Last week, the National Native American Law Student Association (NNALSA) announced this year’s Community Task Force. This group of individuals—selected from NALSA students across the nation—was created with the goal of facilitating townhalls with each NALSA area around the U.S.
Colorado Law 1L Malorie Stick was one of three students selected.
“Specifically, we [the task force] want to hear from marginalized communities in NALSA such as 2SLGBTQ+, Black/Afro-indigenous, and Veteran communities,” Stick shared of the task force’s goals. “The question we want to answer is how National NALSA can better serve its members and chapters, especially when it comes to building community.”
The task force will be facilitating town halls starting this month and lasting until February 2024. Beginning in March, the task force will then finalize a report with their findings and present it at the Annual NNALSA Conference on April 4-6 in Sandia, New Mexico.
“As a task force member, my personal goal is to ensure that everyone feels empowered to speak up and feels that their input will be heard and valued,” Stick said.
"I think it is essential and beneficial for every student to feel as if they have a supportive community while in law school, especially marginalized communities who have historically been excluded from the legal community."
Stick has a passion for empowering Native Americans in the professional and educational realm and enjoys fostering meaningful discussions. She became interested in the task force position, because it provided an opportunity to help her fellow Indigenous law students feel empowered and heard. Additionally, this work with NNALSA aligns with some of Stick’s future goals once she obtains her JD.
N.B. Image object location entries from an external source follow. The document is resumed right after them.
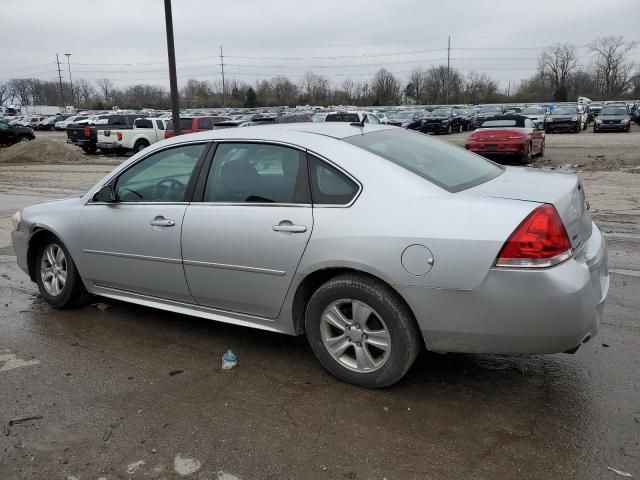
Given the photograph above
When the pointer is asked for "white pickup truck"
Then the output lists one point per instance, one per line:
(145, 131)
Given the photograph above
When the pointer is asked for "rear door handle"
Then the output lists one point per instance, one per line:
(289, 228)
(162, 222)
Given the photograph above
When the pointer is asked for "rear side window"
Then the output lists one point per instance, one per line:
(342, 117)
(143, 123)
(330, 186)
(443, 164)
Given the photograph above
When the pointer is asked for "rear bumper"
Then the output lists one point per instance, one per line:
(515, 311)
(612, 126)
(503, 148)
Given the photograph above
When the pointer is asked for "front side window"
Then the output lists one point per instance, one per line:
(328, 185)
(257, 173)
(160, 177)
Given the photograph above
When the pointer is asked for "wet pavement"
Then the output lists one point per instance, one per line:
(132, 392)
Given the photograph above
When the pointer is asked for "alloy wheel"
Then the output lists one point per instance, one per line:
(355, 335)
(53, 269)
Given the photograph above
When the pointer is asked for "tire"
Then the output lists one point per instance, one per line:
(69, 290)
(140, 145)
(527, 157)
(387, 313)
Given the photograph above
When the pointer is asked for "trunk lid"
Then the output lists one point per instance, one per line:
(562, 190)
“With my law degree, I want to be an advocate for those in need, specifically, I want to advocate for women in domestic violence situations,” Stick shared. “Generally, I am interested in Family & Juvenile Law and how this area of law intersects with Indian Law. Careful listening, establishing trust, advocacy, and facilitating difficult conversations is an everyday part of being an attorney, and being on this task force will give me experience and practice with these skills which will help me achieve my goals.”